一定の基準を設けた上で、「衆議院の品位を著しく貶めた者」というような裁量の余地のある基準を設けるのか、そのような裁量の余地のない基準を設定するのか。

いずれも弊害があると思われます。

「院外」の行動?先例に照らしてどうか

「院外」での行為だから関係ないという人も居ますが、懲罰事犯ではあるものの、先例があります⇒target="_blank"懲罰事犯 - Wikipedia

過去にはアントニオ猪木議員が「議院運営委員会に許可なく、無断で朝鮮民主主義人民共和国に渡航・訪問したため」という理由で30日間の登院停止処分を受けています。

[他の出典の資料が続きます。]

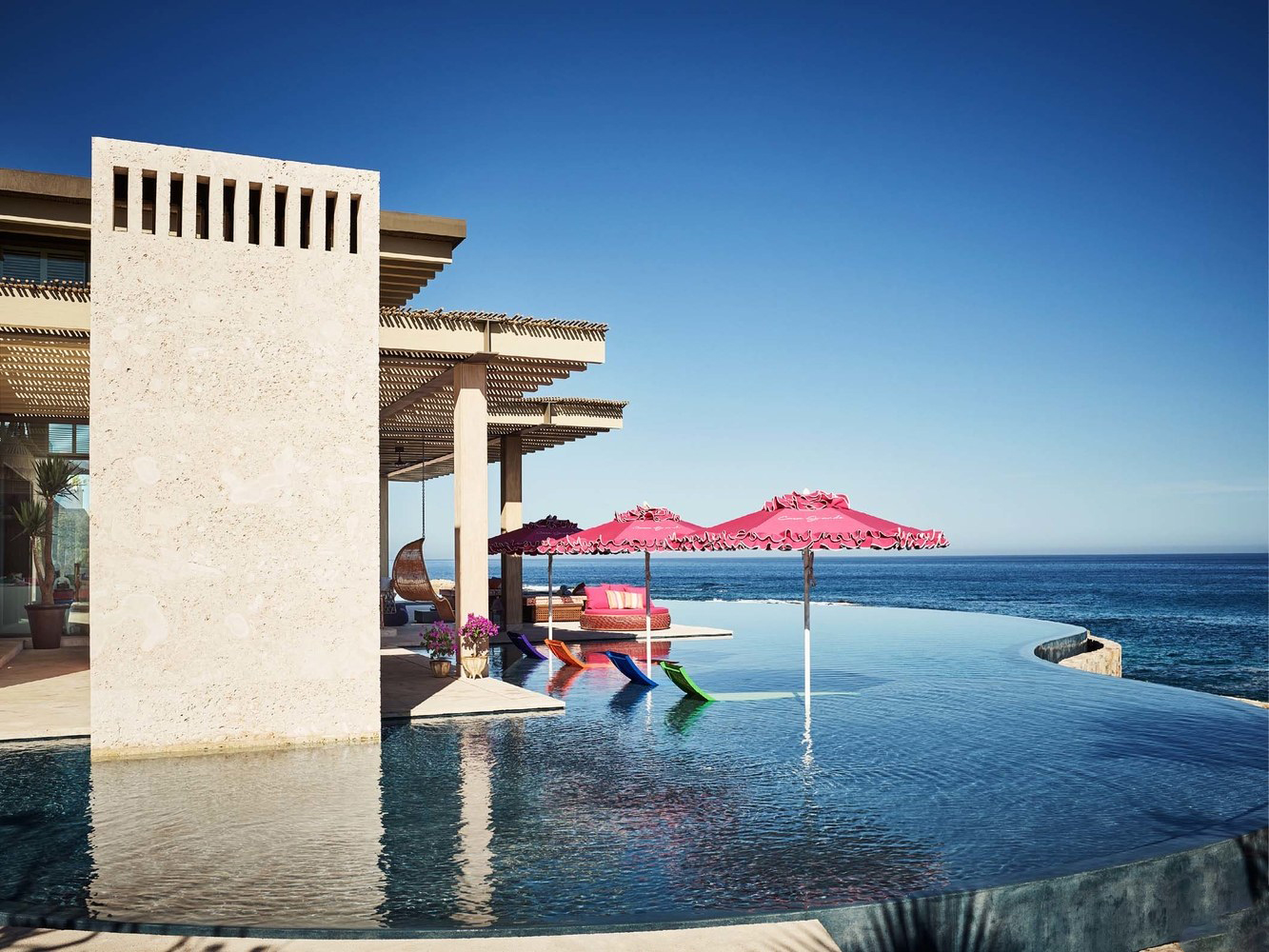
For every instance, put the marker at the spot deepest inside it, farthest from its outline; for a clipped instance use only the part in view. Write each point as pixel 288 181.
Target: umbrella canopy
pixel 640 529
pixel 812 521
pixel 529 537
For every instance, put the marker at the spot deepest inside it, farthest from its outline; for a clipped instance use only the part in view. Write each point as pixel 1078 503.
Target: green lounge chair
pixel 677 673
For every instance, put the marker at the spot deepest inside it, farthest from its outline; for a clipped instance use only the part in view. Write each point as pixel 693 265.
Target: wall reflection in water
pixel 473 890
pixel 268 838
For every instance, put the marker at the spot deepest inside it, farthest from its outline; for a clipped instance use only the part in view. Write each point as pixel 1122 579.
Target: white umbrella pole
pixel 647 608
pixel 807 575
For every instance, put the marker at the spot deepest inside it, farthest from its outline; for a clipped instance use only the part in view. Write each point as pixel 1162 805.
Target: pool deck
pixel 45 695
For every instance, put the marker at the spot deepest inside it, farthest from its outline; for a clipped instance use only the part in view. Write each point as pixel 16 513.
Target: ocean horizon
pixel 1197 621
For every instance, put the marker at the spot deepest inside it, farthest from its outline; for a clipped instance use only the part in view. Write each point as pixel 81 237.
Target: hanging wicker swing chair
pixel 411 582
pixel 410 579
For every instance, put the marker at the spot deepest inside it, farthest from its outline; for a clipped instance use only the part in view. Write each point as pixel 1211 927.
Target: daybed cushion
pixel 625 611
pixel 625 620
pixel 625 598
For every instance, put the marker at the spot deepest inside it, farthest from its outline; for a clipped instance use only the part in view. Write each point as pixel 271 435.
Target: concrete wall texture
pixel 235 486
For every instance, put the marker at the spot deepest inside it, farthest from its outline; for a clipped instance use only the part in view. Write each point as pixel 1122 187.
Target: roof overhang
pixel 541 423
pixel 412 248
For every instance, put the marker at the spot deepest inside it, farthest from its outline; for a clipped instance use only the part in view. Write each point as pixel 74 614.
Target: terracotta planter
pixel 476 665
pixel 47 625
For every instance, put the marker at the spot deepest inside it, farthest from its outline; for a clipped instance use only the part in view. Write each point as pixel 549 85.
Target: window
pixel 228 208
pixel 149 200
pixel 41 265
pixel 176 197
pixel 279 216
pixel 121 200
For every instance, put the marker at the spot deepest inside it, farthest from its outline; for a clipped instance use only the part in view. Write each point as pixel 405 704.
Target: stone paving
pixel 45 695
pixel 806 936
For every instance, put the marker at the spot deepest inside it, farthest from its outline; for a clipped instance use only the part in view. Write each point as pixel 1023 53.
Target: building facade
pixel 232 333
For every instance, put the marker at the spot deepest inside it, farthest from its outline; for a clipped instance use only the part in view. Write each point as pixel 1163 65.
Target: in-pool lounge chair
pixel 675 672
pixel 525 645
pixel 560 650
pixel 625 665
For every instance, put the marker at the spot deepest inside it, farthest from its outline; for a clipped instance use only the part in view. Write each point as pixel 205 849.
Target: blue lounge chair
pixel 627 666
pixel 525 645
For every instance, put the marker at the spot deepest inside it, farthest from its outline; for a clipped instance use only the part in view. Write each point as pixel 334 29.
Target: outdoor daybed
pixel 620 608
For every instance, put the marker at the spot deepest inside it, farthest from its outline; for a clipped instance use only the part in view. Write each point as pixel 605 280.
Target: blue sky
pixel 993 268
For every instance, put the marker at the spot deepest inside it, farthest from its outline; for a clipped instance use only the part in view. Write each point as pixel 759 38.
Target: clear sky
pixel 991 268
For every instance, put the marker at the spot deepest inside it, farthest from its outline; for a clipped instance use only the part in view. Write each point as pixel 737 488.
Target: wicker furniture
pixel 567 608
pixel 625 620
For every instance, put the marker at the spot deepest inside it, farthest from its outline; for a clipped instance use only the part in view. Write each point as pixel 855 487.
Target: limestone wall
pixel 1104 657
pixel 235 486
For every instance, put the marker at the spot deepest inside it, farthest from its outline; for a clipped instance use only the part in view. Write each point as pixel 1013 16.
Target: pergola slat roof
pixel 46 373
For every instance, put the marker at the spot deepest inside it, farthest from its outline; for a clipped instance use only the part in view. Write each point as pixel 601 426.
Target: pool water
pixel 940 754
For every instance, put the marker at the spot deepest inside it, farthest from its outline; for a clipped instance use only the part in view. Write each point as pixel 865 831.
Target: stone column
pixel 471 491
pixel 513 518
pixel 385 552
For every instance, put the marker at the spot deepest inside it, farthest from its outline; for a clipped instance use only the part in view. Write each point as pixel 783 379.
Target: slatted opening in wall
pixel 41 265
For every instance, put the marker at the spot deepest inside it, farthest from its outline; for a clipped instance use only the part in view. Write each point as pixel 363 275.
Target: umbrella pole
pixel 647 608
pixel 807 581
pixel 549 600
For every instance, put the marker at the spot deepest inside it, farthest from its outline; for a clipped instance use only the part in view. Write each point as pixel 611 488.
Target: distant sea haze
pixel 1195 621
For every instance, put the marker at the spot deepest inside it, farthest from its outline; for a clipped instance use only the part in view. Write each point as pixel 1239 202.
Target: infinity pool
pixel 941 754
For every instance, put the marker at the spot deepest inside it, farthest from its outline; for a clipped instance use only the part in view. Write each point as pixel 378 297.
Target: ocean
pixel 1193 621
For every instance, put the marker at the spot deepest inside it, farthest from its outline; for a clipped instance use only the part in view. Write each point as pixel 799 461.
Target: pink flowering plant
pixel 476 634
pixel 438 642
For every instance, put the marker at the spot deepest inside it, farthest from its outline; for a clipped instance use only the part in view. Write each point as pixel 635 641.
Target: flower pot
pixel 476 665
pixel 47 625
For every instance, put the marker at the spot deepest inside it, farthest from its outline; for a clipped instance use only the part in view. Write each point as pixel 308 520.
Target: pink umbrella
pixel 640 529
pixel 528 540
pixel 808 521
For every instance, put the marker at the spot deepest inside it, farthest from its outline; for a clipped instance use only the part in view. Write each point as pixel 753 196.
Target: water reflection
pixel 473 890
pixel 685 712
pixel 627 700
pixel 268 838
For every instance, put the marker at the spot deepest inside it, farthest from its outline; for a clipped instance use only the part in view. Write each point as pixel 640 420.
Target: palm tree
pixel 53 478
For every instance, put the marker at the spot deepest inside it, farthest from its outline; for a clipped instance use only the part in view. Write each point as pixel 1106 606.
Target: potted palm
pixel 53 478
pixel 475 638
pixel 438 642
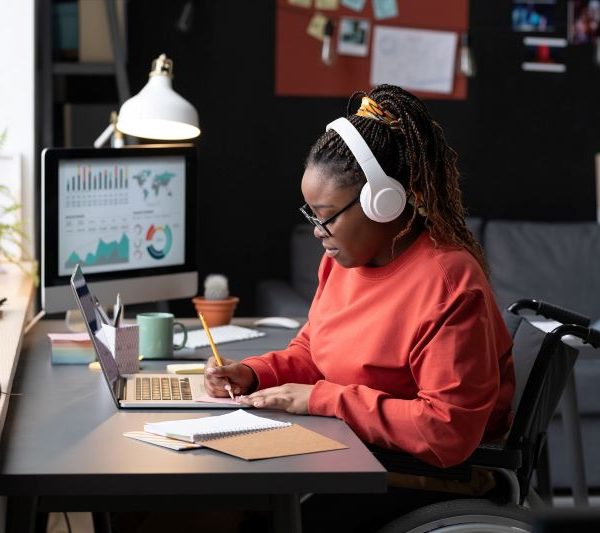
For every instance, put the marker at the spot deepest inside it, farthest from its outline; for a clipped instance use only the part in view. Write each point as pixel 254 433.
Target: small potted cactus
pixel 216 305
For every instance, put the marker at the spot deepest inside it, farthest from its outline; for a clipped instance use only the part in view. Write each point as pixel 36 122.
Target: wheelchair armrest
pixel 404 463
pixel 496 456
pixel 486 455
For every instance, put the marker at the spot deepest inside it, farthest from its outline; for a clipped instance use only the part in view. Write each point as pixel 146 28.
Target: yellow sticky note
pixel 300 3
pixel 316 26
pixel 327 4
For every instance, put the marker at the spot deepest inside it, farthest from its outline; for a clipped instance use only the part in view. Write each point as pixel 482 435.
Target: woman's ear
pixel 416 200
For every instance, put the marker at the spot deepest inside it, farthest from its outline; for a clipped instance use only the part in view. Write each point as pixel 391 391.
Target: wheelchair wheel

院内での言動か否かは決定的な事情ではないと言えるでしょう。

特に今回の丸山氏の立場は「内閣府交付金に基づく補助金を受けた北方四島交流北海道推進委員会の費用負担により実施されているものであり、本院から公式に派遣したものではないにせよ、丸山君は、沖縄及び北方問題特別委員会の委員であるが故に、優先的に参加することができたもの」ですから、否定する理由としては弱いでしょう。

まとめ

丸山議員自身は糾弾決議が可決してもこの通りです。

私は丸山議員が辞職するのはロシア側に変なメッセージを与えると思うので反対です。

ただ、彼自身が「言論の自由」や「不逮捕特権」を取材時の発言や弁明書で振りかざしているのはまったくもって不適切であり、仮に次回の選挙で彼の出馬した小選挙区に私が居り、他に維新の候補者が居る場合には、決して彼には投票はしません。